Kucinskis broke the news, saying he had accepted Belevics' resignation after indications the minister had misled him about having special treatment for a minor skin complaint, reported LSM's Latvian language service.
Later, in a press conference to officially announce his resignation, a defiant Belevics proudly listed all his achievements during his seven months as health minister and thanked his colleagues at the ministry.

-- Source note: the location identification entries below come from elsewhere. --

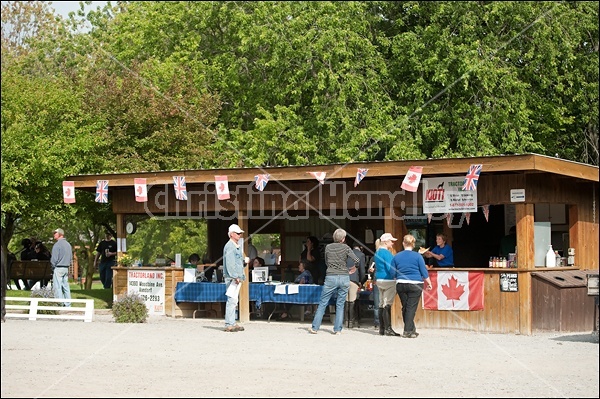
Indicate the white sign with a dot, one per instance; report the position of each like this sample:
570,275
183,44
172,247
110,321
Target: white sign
150,286
445,195
517,195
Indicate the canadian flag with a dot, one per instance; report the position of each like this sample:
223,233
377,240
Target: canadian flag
412,179
141,191
222,187
69,192
454,291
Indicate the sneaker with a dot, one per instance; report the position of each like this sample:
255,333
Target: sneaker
410,335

"I apologise to Latvia's patients, to Latvia's medics... and I apologise to you journalists that even yesterday I was not completely clear to you about all the nuances."
"But I want to be clear that I did not jump the lines, I was not a special patient and I did not use state health service facilities," he said.
Belevics had repeatedly insisted he had received treatment at a private clinic and had not used his position to intentionally jump waiting lists to get treatment for a minor skin complaint, as alleged by the Latvijas Avize newspaper earlier this week.
However he did admit that the treatment he had received at a private clinic was heavily subsidized by the state and that he had undergone another procedure in a state clinic - but said his efforts to pay for it were waved away.
Belevics had been implicated in several other controversies involving allegations of conflicts of interest during his time as a minister, but it is the fact he appears to have not been completely open with the prime minister - a fellow party member of the Greens and Farmers Alliance - and the journalists continued to press him on the matter that sealed his fate.